Files

Mathieu Virbel f2a8eaff3c feat: add self-onboarding skill

2026-02-20 15:12:29 -06:00

12 KiB

Raw Blame History

name, description, user-invocable

name	description	user-invocable
self-onboarding	Generate a personalized MYSELF.md file for new team members by analyzing their historical activity across all data sources (meetings, emails, Zulip conversations, calendar events).	true

Self-Onboarding Skill

This skill helps new team members create a comprehensive MYSELF.md file that captures their identity, work patterns, collaborations, and preferences based on their actual historical activity in the system.

⚠️ MANDATORY EXECUTION PLAN

ALWAYS follow these phases in order. Do NOT skip phases or combine them.

PHASE 1: Identity Resolution (Sequential)
  └─→ Get contact_id via contactdb_get_me()
  └─→ Extract: name, email, role, location, contact_id

PHASE 2: Historical Data Gathering (Parallel Subagents)
  └─→ Launch 12 subagents (1 per month, querying all entity types)
  └─→ Each subagent queries: threaded_conversation, conversation_message, meeting, email
  └─→ Wait for ALL subagents to complete
  └─→ Collect and synthesize findings

PHASE 3: Initial Synthesis & Generation (Sequential)
  └─→ Read MYSELF.example.md
  └─→ Generate initial MYSELF.md draft

PHASE 4: Deep Dive & Refinement (Parallel Subagents)
  └─→ Launch 7 subagents for background discovery
  └─→ Categories: interests, schedule, values, workflow, background, daily life, technical prefs
  └─→ Wait for ALL subagents to complete
  └─→ Enhance MYSELF.md with findings

PHASE 5: Final Delivery (Sequential)
  └─→ Review and polish MYSELF.md
  └─→ Deliver to user

Total subagents required: 19 (12 for Phase 2 + 7 for Phase 4)

When to Use

Use this skill when:

A new team member joins and needs to create their MYSELF.md
Someone wants to update their existing MYSELF.md with fresh data
You need to understand a person's work patterns, collaborators, and preferences

Prerequisites

Before starting, ensure:

The person has a ContactDB record (use contactdb_get_me or contactdb_query_contacts)
They have historical data in the system (meetings, Zulip messages, emails, etc.)
You have access to the MYSELF.example.md template

Process Overview

The onboarding process consists of 5 phases:

Identity Resolution - Get the person's contact record
Historical Data Gathering - Query all entity types across 12 monthly periods
Initial Synthesis - Create initial MYSELF.md draft
Deep Dive & Refinement - Search for specific personal details and enhance
Final Delivery - Review and deliver completed MYSELF.md

Phase 1: Identity Resolution

Get the person's identity from ContactDB:

# Get self
contactdb_get_me()

# Or search by name
contactdb_query_contacts(search="Person Name")

Extract key info:

Name, email, role, location
Contact ID (needed for all subsequent queries)
Platform identities (Zulip, email, Reflector)
Stats (hotness score, interaction counts)
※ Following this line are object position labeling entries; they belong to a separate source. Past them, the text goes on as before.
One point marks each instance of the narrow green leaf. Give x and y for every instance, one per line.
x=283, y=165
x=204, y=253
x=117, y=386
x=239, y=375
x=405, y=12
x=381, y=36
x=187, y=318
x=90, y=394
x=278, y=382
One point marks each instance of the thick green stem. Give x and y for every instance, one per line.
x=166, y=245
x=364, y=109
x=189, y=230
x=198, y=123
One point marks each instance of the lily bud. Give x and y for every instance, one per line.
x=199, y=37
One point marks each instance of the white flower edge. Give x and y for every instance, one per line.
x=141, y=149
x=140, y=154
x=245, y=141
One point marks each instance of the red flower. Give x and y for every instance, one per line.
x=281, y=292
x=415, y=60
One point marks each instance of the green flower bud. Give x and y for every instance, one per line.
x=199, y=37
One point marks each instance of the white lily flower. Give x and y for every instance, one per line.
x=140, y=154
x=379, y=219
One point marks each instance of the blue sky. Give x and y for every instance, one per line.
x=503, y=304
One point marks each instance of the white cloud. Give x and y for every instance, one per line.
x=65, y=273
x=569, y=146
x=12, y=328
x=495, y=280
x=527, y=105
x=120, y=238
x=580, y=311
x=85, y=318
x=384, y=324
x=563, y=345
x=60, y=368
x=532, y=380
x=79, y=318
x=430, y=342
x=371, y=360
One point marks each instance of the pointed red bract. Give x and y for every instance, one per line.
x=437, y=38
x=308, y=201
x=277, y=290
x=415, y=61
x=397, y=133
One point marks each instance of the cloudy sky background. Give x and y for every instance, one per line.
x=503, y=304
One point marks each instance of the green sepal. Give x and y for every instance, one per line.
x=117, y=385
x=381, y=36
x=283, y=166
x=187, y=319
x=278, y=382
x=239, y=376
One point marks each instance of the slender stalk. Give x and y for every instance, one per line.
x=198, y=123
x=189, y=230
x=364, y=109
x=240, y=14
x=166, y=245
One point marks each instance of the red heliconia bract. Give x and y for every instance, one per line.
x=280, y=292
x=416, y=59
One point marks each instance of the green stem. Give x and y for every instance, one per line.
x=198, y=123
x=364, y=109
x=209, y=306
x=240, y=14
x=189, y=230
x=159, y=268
Phase 2: Historical Data Gathering

⚠️ CRITICAL: This phase MUST use parallel subagents. Do NOT query directly.

Launch parallel subagents to query all entity types for each monthly time range.

Mandatory approach (NO EXCEPTIONS):

Time range: Past 12 months (or since joining)
One subagent per month that queries ALL entity types
Total: 12 subagents (one for each month)

Why subagents are required:

Each monthly query is independent and can run in parallel
Direct queries would take too long and exceed context limits
Subagents aggregate data per time period, making synthesis easier
This is the ONLY way to get comprehensive historical coverage

Benefits of 1 subagent per month:

Holistic view of each month across all channels
Cross-channel context (e.g., meeting follows up on Zulip discussion)
Simpler to implement and debug
Results pre-aggregated by time period

Subagent task structure:

Query DataIndex API for ALL entity types involving contact_id {ID} from {date_from} to {date_to}.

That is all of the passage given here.